Thursday, December 27, 2007

Post Christmas: the recovery begins

Most of us have started wrapping up the Christmas portion of the end-of-the-year holiday blitz and beginning to plan for New Year’s parties.

Unless your place of work closes for the full two weeks or you take vacation days now, you have probably started back to more typical schedules and routines. The shape of the days is becoming more predictable, the leftover foods and snacks are starting to dry-up, and gifts are starting to be used instead of being on display under the tree.

After all the weeks of hype and build-up and increasing stress things begin to decompress. In a way it is a relief to have the pressure removed from daily living. However, the initial void or vacuum can also feel depressing.

How can you transition from the build-up and execution of the Christmas holiday back to the regular life where Christmas and seasonal music doesn’t play 24/7; where there aren’t more parties than you have weekends; where the oven isn’t constantly on; or where you increasingly shave more and more hours from sleep to make the clock work?

Here are some suggestions to help welcome the transition in a more positive light and make room for the personal reflection that will aid a smoother adjustment:

1) Start by getting enough sleep every night and going to bed ready to sleep. For weeks sleeping time has been cheated either by reducing the time in bed or using the quiet to plan or problem solve. Sleep time is for rest and repair. Sleep deprivation can take the best situation and turn it on its head. So get enough rest at regular hours.

2) Move back to a regular meal schedule and cut down on snacking at will. The holidays are loaded with comfort foods of memory.
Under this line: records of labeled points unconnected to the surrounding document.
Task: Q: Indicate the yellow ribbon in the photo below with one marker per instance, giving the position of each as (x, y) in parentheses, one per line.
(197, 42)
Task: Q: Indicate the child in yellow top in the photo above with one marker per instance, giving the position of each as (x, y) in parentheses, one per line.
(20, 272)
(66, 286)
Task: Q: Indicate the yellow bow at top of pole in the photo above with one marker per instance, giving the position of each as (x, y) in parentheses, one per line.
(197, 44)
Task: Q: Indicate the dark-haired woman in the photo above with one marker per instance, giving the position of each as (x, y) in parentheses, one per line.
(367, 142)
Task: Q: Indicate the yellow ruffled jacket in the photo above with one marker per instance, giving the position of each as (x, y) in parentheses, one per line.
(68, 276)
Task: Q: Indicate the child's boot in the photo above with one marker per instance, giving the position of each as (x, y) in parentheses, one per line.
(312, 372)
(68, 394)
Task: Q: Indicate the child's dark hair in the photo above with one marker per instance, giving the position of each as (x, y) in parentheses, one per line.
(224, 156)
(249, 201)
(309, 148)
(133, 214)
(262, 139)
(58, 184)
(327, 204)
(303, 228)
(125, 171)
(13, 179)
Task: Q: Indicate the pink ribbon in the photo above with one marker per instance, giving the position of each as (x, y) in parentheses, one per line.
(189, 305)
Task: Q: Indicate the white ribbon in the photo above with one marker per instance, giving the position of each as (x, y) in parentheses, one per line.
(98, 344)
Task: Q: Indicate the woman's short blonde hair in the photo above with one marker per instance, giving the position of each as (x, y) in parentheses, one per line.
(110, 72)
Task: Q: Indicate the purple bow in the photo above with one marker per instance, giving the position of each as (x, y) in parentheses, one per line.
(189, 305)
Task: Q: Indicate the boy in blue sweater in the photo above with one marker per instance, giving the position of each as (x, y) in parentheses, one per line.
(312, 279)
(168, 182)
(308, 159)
These foods also subject our systems to a load of sugar, fat and calories they aren’t accustomed to processing. Move back to eating predictable foods on a predictable schedule and save the treats for dessert or set times.

3) Increase your hydration by drinking more plain water. In the north winter is drier anyway but the holidays entice us to drink more blended beverages. Not just too much alcohol but even sodas and punches, coffee and tea, and even milk and eggnog put a drain on fluid-levels the body needs to carry out its work of maintaining itself. If necessary make drinking some plain water a to-do item and check it off.

4) Reduce the amount of electronic media pollution. The holidays bring lots of music, TV specials, gift DVDs, and the loudest things, the video games. Make a point of everyday setting aside a half-hour or an hour, two if you can spare it, to just bask in silence or in only people generated sounds. Use the time to nap, or read, or walk a nature trail. That also means turn off the phone, the PDA and the computer. Just unplug for a bit.

5) Move away from constant crowd and mob interactions. It’s not the end of the world if you don’t get all of next year’s cards and paper now. Also, New Years will not fail to arrive if you don’t take in every activity at First Night or any other New Year’s Eve party. Plan your forays into public areas either before or after the peak hours. For New Year’s Eve have a few close friends over for board games and a carry-in supper instead of an all-night blitz with everyone you think you owe an invitation.

6) Call a trusted friend. Make arrangements now that there is a friend you can call for a reality check when you are too overwhelmed by the transition.

No plan will guarantee that the transition back to regular life after the holidays will be free of emotional let down. Having a plan of action should help interpret and deal appropriately with those moments of let down when they do come.